Reported Tuberculosis in the United States, 2021
Appendix C
Genotyping Background Information and Glossary
Tuberculosis (TB) genotyping methods are laboratory-based analyses of the genetic material of the bacteria that cause TB disease, Mycobacterium tuberculosis complex. The total genetic content is referred to as the genome. Specific sections of the genome contain distinct genetic patterns that help distinguish different strains of Mycobacterium tuberculosis. TB genotyping examines the location, number, and presence of different types of spacer or repetitive DNA patterns. The areas of the genome examined in TB genotyping are different from those related to drug resistance. TB genotyping also uses whole-genome sequencing (WGS) to examine 70%–90% of the genetic sequence of the bacterial genome.
Applications of Genotyping
Patients with TB disease who are related by recent transmission should generally have matching genotype results. Conversely, patients with matching TB genotyping results are probably related by transmission in some way, although the connection might not be recent or direct.
Genotyping results, when combined with epidemiologic data, can help identify persons with TB disease involved in the same chain of transmission. This information adds value to conventional TB control activities in different ways. These applications are summarized as follows:
Patient-Level Applications of Genotyping
Complete Contact Investigations
Connections identified between ≥2 patients with TB (i.e., epidemiologic linkages) that might or might not be otherwise identified through routine contact investigations should be confirmed or refuted using available genotyping results.
Cluster Investigations
Connections suggested by genotyping results that were not established through routine contact investigations should be identified.
Other patient-level applications include detecting and investigating potential false-positive culture results and distinguishing relapse TB disease from new TB infection (i.e., reinfection) among TB patients with recurrent TB disease.
Population-Level Applications of Genotyping
Outbreak detection, assessment, and monitoring
- Identify genotype clusters that could represent an outbreak using geospatial or other analyses.
- Assess the genetic relatedness of isolates among cases believed to be part of an outbreak.
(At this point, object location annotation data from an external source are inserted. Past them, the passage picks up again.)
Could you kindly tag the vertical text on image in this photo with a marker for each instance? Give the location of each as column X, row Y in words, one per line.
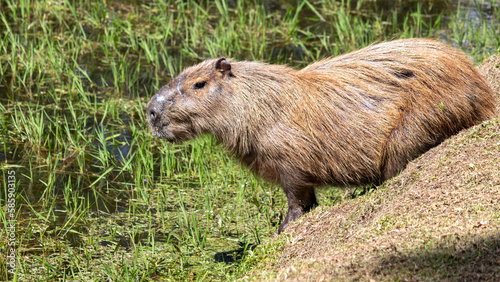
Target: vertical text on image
column 11, row 221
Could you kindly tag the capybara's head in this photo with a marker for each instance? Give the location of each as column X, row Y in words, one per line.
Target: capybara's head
column 179, row 111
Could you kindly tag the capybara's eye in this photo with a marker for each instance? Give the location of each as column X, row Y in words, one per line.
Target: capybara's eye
column 200, row 85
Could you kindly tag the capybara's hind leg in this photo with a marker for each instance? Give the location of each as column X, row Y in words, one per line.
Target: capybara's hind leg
column 301, row 199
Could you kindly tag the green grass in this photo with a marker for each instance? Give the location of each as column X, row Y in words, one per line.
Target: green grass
column 95, row 190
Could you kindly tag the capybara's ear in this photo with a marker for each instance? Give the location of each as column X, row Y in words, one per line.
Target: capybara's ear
column 223, row 66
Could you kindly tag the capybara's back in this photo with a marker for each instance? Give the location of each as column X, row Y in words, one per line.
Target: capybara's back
column 354, row 119
column 397, row 100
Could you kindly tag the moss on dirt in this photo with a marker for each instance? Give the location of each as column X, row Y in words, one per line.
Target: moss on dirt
column 439, row 219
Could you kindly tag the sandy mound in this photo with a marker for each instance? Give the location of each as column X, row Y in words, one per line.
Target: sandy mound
column 439, row 219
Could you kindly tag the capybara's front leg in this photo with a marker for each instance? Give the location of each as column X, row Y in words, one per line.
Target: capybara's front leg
column 301, row 199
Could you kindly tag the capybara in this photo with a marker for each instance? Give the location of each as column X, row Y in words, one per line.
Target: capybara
column 354, row 119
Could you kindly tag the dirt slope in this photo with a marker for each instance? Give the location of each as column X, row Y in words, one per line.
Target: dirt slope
column 438, row 220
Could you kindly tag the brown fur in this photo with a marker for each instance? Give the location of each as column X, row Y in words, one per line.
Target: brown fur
column 354, row 119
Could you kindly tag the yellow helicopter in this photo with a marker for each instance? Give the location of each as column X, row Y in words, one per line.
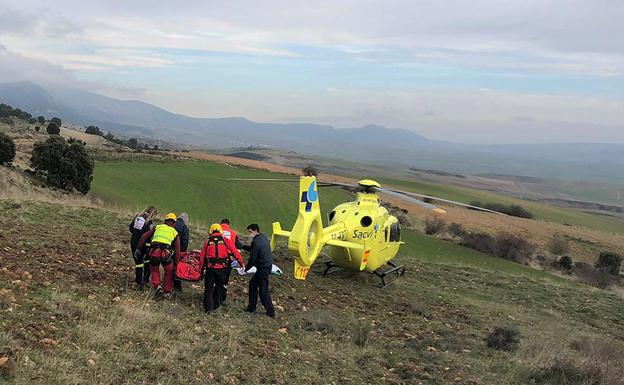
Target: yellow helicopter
column 362, row 235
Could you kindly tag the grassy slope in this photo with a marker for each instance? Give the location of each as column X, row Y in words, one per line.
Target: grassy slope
column 429, row 327
column 541, row 211
column 198, row 188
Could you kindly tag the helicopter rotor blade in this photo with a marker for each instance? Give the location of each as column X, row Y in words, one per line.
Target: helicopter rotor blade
column 261, row 180
column 407, row 193
column 410, row 199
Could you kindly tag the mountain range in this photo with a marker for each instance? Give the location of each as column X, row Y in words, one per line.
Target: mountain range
column 371, row 144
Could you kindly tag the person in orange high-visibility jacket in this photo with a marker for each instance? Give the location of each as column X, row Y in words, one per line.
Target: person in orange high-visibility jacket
column 163, row 239
column 217, row 251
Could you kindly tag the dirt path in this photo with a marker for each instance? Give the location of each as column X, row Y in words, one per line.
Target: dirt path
column 585, row 243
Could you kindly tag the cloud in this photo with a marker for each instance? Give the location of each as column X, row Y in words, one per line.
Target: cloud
column 575, row 36
column 14, row 68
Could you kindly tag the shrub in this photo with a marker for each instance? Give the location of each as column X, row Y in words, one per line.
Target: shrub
column 513, row 247
column 94, row 130
column 558, row 245
column 565, row 263
column 591, row 361
column 53, row 129
column 434, row 225
column 600, row 278
column 503, row 338
column 513, row 210
column 482, row 242
column 56, row 121
column 457, row 229
column 309, row 170
column 63, row 165
column 7, row 149
column 362, row 333
column 609, row 261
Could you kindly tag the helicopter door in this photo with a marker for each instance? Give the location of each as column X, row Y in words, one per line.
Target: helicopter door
column 395, row 232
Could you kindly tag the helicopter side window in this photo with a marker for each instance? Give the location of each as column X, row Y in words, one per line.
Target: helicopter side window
column 395, row 232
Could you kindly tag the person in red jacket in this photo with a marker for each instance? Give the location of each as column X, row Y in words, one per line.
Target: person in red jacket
column 217, row 251
column 232, row 235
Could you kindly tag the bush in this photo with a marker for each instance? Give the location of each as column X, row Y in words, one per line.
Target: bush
column 309, row 170
column 513, row 210
column 457, row 229
column 591, row 361
column 482, row 242
column 600, row 278
column 56, row 121
column 94, row 130
column 53, row 129
column 434, row 225
column 565, row 263
column 7, row 149
column 513, row 247
column 559, row 245
column 63, row 165
column 503, row 338
column 609, row 261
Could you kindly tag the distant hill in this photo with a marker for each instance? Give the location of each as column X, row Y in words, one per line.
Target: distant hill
column 370, row 144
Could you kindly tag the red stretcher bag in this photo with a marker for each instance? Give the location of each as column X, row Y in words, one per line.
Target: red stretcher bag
column 189, row 266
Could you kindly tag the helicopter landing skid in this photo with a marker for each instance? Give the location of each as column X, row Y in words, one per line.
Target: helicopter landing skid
column 330, row 265
column 398, row 271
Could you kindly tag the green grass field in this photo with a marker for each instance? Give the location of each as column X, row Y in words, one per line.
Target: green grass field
column 541, row 211
column 75, row 319
column 199, row 188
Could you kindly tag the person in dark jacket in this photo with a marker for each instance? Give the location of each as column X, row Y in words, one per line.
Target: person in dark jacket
column 261, row 257
column 181, row 227
column 139, row 225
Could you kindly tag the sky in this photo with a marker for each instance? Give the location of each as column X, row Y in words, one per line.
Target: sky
column 479, row 71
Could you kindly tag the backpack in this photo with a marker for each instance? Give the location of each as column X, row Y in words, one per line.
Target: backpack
column 189, row 266
column 139, row 222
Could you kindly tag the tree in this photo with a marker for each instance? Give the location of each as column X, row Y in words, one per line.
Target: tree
column 53, row 129
column 63, row 165
column 7, row 149
column 56, row 121
column 94, row 130
column 609, row 261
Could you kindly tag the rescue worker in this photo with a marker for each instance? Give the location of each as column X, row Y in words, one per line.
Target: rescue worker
column 261, row 257
column 139, row 225
column 181, row 227
column 217, row 251
column 233, row 236
column 163, row 238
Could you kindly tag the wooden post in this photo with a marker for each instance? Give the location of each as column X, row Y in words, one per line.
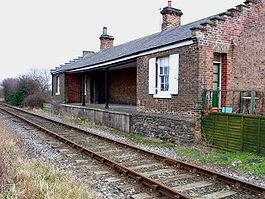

- Define the scope of potential outbreaks by identifying all presumed cases in an area with a matching genotype.
- Prospectively monitor known outbreaks for new cases with the same outbreak-related genotype.
History of TB Genotyping Surveillance in the United States
In 1996, the Centers for Disease Control and Prevention (CDC) started the National Tuberculosis Genotyping Surveillance Network (NTGSN), a 5-year initiative that established the utility of genotyping in TB control efforts.1 In 2004, based on the knowledge gained from NTGSN and associated studies,2 CDC established the National Tuberculosis Genotyping Service (NTGS) and funded a national genotyping laboratory to genotype ≥1 Mycobacterium tuberculosis isolate from each culture-positive TB case reported in the United States.3 All U.S. TB control programs can use NTGS at no cost to patients, health care providers, or health departments. NTGS participation is voluntary, with each program determining how genotyping data will be used for its TB control activities. Since 2004, approximately 155,000 Mycobacterium tuberculosis isolates have been successfully genotyped through NTGS and its partnerships among CDC programs, national genotyping laboratories, and state and local jurisdictions.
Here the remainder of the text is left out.